MONSTER IN A BOX is a fast-paced, stream-of-consciousness monologue that ponders diverse topics such as UFO encounters, Contra rebels, Christian Science, psychoanalysis, and AIDS. The movie opens with Spalding Grey sitting on stage behind a wooden desk, as he attempts to write a semi-autobiographical novel called IMPOSSIBLE VACATION. Mr. Grey narrates his book, interweaving life experiences in an attempt to leave the shadow of his mother, who committed suicide while vacationing in Mexico.

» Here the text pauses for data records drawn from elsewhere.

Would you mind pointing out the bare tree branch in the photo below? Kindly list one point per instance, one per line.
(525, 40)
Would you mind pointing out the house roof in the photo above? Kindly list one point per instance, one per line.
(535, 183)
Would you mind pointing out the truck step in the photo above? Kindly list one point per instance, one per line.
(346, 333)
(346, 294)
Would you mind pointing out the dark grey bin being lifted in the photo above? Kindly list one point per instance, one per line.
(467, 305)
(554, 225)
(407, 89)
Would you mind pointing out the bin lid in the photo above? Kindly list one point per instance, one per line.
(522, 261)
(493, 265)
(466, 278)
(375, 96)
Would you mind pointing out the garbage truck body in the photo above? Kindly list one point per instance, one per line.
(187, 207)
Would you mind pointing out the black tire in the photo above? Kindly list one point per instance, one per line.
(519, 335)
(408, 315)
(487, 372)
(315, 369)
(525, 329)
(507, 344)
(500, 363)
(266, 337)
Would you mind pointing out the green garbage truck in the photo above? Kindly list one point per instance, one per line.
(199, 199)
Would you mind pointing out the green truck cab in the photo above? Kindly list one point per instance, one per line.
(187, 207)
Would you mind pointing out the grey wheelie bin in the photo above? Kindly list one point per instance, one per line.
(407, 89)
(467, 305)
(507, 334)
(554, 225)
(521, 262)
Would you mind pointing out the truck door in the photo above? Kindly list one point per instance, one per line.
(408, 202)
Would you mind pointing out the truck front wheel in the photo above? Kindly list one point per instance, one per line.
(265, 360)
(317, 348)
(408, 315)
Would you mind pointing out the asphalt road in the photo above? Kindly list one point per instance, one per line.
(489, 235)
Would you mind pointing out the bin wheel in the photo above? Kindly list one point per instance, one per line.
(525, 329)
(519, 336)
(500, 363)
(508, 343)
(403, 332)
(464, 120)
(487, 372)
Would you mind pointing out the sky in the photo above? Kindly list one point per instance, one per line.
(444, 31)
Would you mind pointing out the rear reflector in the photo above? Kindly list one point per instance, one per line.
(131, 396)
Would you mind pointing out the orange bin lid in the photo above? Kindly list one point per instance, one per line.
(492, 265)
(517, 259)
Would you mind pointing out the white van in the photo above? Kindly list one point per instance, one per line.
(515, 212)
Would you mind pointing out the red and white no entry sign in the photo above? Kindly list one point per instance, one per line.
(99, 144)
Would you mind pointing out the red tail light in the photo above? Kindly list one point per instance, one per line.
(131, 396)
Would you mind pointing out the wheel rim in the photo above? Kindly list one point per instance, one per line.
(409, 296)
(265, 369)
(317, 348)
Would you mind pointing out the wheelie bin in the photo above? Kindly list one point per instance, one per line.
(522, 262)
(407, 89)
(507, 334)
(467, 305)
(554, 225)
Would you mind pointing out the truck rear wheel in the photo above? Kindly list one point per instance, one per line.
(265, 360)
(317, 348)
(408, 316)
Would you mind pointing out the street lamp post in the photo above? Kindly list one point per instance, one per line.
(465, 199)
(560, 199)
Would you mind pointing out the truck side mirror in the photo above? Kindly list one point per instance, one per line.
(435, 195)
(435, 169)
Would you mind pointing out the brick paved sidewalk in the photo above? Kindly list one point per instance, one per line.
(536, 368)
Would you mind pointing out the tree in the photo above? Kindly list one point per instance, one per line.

Mr. Grey’s viewpoint is secular, but he does not take a political or religious stance. Rather, he is the dispassionate observer of the ironies of life. However, he mentions bereaved mothers in Nicaragua begging America to stop aid to the Contras. There is also an extended reference to masturbation, as well as a sexual encounter with a lusty singer. Mr. Grey is to be commended for his energy and expressiveness, as he jumps from one topic to the next. He makes MONSTER IN A BOX an interesting monologue that moves quickly. While the monologue will not appeal to most moviegoers, a few may find MONSTER IN A BOX an interesting commentary on a variety of topics.